Where has all this negativity come from? Well, partly from misleading press reporting on the subject of diesel ever since the 2015 ‘Dieselgate’ scandal. Responsibility for the remainder could easily be laid at the door of the government and its lack of a clear message in its plans for tackling the issue of air pollution, and for its frankly baffling decision to increase taxes on brand new low-emission diesel cars - rather than older, more polluting ones – as announced in the autumn budget in November. And despite the new legislation, you can’t help thinking it won’t be last time the government has a tax-based dig at diesel drivers.
The reason diesel has been unfairly demonised in this manner stems from one important point: both the press and the government have failed to differentiate between the various types of diesel car, tarring all diesels with the same metaphorical brush. Yes, older diesel cars are bad for our air quality, but the answer is not to persecute or penalise all diesel cars, and certainly not the newest ones (which it’s widely reported are just as clean as the equivalent petrol car) that could contribute to the solution to the air pollution problem.

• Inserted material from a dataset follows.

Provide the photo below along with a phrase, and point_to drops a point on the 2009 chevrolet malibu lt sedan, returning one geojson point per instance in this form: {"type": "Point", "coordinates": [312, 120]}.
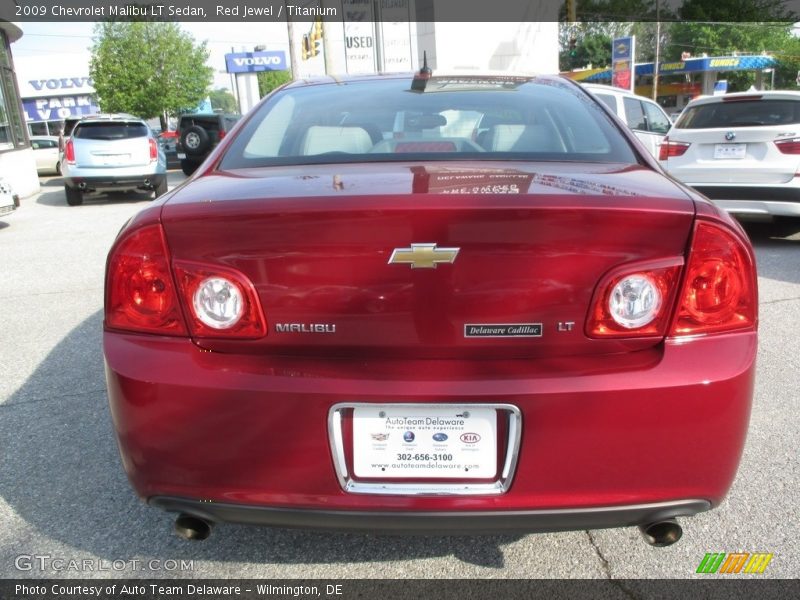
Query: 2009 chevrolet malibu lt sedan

A better approach is the one pioneered by many car manufacturers in recent months (with no help or contribution from the government), in establishing a scrappage scheme that encourages and incentivises drivers of older diesel cars into newer, less polluting ones.
The fact is that for many people, diesel is still the best option out there. Yes, petrol cars are more cost-effective for mid-mileage drivers, while city-dwellers will be better off with a hybrid and low-mileage commuters could benefit hugely from an electric car. However, if you’re a high-mileage driver that spends much of your time pounding along motorways, a diesel is still by far and away your best bet.
The problem is that while the government continues to administer policy on what appears to be a distorted view of the facts, consumers will be discouraged away from the diesel cars that may suit them best for fear of tax penalties later on down the line, and the knock-on financial consequences which may also result.